Please report issues and feature requests. :sushi: :sushi: :sushi:

## License

prefetch2es is released under the [MIT](https://github.com/sumeshi/prefetch2es/blob/master/LICENSE) License.

### Third-party licenses

The standalone binaries distributed via GitHub Releases bundle [libscca / pyscca](https://github.com/libyal/libscca),
which is licensed under the [GNU Lesser General Public License v3.0 or later (LGPL-3.0-or-later)](https://www.gnu.org/licenses/lgpl-3.0.html).

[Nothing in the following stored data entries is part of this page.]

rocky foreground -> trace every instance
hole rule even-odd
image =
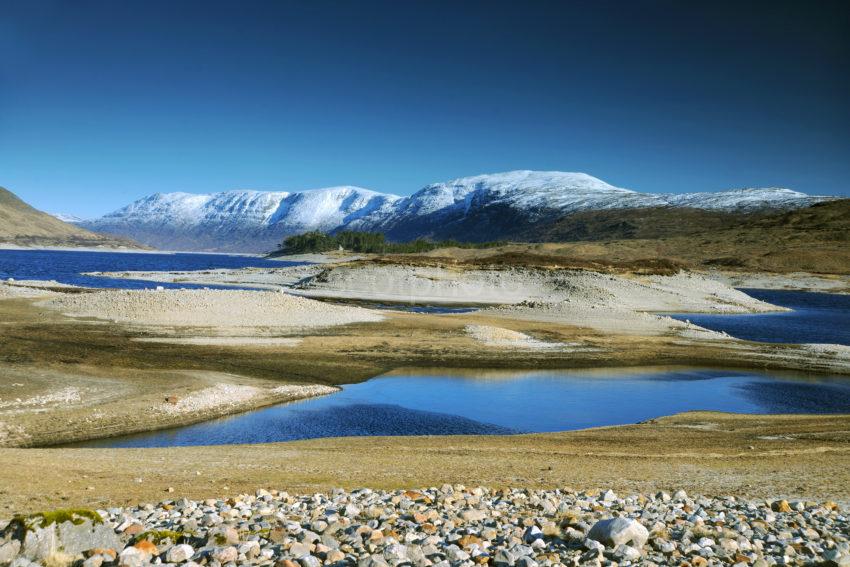
[[[0,565],[850,565],[832,503],[569,490],[336,490],[15,518]]]

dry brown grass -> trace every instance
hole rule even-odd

- Upstream source: https://github.com/libyal/libscca
- Bundled version: [`libscca-python==20260527`](https://pypi.org/project/libscca-python/20260527/) (source: https://github.com/libyal/libscca/releases/tag/20260527)
- License text: https://github.com/libyal/libscca/blob/main/COPYING.LESSER

You may obtain, modify, and rebuild libscca from the upstream source above in accordance with the LGPL.